The framework documentation is explicit about this: the overhead does not pay off for simple tasks or exploratory work. The design gate and planning stages add real latency. Profile your task types and apply the full methodology only where quality and consistency gains justify the overhead.
Build vs Adopt
You have three options for implementing an enterprise skill stack:
- Adopt Superpowers directly: Fast start, community maintained, broad platform support
- Fork and extend: Maintain internal additions while tracking upstream
- Build from scratch: Full control, maximum integration depth
My recommendation: adopt the framework as a foundation and fork only when enterprise-specific governance patterns cannot be layered on top. The skill format (SKILL.md) is a simple, portable standard. Interoperability with community skills is a durable advantage.
Anti Patterns to Avoid
Skipping the design gate under schedule pressure. The brainstorming stage is where requirements mismatches are caught at zero cost. Bypassing it to move faster is the fastest path to expensive rework.
Over delegating to subagents without plan precision. Vague micro tasks are the primary source of subagent failures. If the plan doesn’t include exact file paths and verification steps, subagent output quality degrades significantly.
Installing unapproved skills in production agents. Community skills are not vetted for enterprise security or compliance contexts. An approved skill registry is not optional overhead. It’s the governance boundary.
Measuring agent performance by lines of code generated. The correct measure is verified, reviewed, merged output. Token spend and code volume are inputs. Quality outcomes are the metric.
Using the full methodology for all tasks. Applying brainstorming, worktrees, planning, parallel agents, TDD, and review to a one-line bug fix adds cost and latency without proportional benefit. Right-size the workflow to the task risk level.
No drift detection on skill effectiveness. Skills that worked well at version 1 may degrade as models update or codebases evolve. Without periodic effectiveness measurement, skill quality decays silently.
What This Means for Enterprise Architects
The enterprise AI coding conversation has spent too long focused on which model to use. The Superpowers framework and the broader community building on it are pointing at a more important question: what workflow architecture governs how the model operates?

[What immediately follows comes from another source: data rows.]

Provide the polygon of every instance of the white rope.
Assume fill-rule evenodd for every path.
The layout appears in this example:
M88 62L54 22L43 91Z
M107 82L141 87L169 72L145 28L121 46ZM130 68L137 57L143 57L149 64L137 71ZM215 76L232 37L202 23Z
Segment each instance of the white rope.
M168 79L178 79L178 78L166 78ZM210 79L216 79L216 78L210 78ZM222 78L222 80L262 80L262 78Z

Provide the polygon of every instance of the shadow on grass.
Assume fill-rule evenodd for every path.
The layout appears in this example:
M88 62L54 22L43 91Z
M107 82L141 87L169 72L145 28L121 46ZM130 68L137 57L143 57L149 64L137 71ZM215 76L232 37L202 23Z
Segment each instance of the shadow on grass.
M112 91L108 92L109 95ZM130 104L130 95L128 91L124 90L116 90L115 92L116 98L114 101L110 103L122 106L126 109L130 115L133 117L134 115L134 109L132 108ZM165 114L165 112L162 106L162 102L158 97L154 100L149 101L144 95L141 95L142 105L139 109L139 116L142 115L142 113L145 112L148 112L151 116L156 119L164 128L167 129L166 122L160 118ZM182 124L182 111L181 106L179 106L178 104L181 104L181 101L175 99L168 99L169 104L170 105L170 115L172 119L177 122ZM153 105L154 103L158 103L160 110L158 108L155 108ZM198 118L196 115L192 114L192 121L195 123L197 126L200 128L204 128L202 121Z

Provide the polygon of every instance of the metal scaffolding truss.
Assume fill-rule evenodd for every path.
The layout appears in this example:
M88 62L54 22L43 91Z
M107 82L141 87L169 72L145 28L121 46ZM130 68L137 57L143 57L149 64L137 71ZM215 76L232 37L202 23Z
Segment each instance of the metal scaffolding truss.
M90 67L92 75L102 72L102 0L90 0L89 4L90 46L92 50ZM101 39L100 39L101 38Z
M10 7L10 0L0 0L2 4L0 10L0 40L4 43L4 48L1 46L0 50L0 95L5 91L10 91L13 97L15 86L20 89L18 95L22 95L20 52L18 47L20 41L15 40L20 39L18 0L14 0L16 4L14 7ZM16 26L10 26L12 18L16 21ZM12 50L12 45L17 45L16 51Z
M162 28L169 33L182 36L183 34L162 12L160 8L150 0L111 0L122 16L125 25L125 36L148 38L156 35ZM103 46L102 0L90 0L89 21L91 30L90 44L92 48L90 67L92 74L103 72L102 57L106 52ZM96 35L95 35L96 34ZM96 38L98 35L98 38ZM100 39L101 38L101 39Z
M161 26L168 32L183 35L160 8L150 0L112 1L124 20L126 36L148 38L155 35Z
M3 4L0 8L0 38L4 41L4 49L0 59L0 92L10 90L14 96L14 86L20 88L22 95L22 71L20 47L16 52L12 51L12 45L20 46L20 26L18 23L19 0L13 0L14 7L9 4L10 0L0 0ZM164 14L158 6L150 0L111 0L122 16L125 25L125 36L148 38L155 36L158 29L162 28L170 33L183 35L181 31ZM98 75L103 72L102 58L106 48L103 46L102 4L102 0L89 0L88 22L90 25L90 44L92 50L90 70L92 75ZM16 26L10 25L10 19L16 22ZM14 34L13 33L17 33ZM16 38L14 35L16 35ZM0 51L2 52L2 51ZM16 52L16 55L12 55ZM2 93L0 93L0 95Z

A 157,000-star open source project built entirely on SKILL.md behavioral guides is a signal worth paying attention to. The pattern it encodes (design gates, isolation, micro-task planning, subagent delegation, TDD enforcement, two-stage review) is a working implementation of engineering discipline applied to AI agents.
Before investing more in model capability, invest in building and governing the behavior layer that makes your agents reliable. The model is one component. The workflow control plane is the product.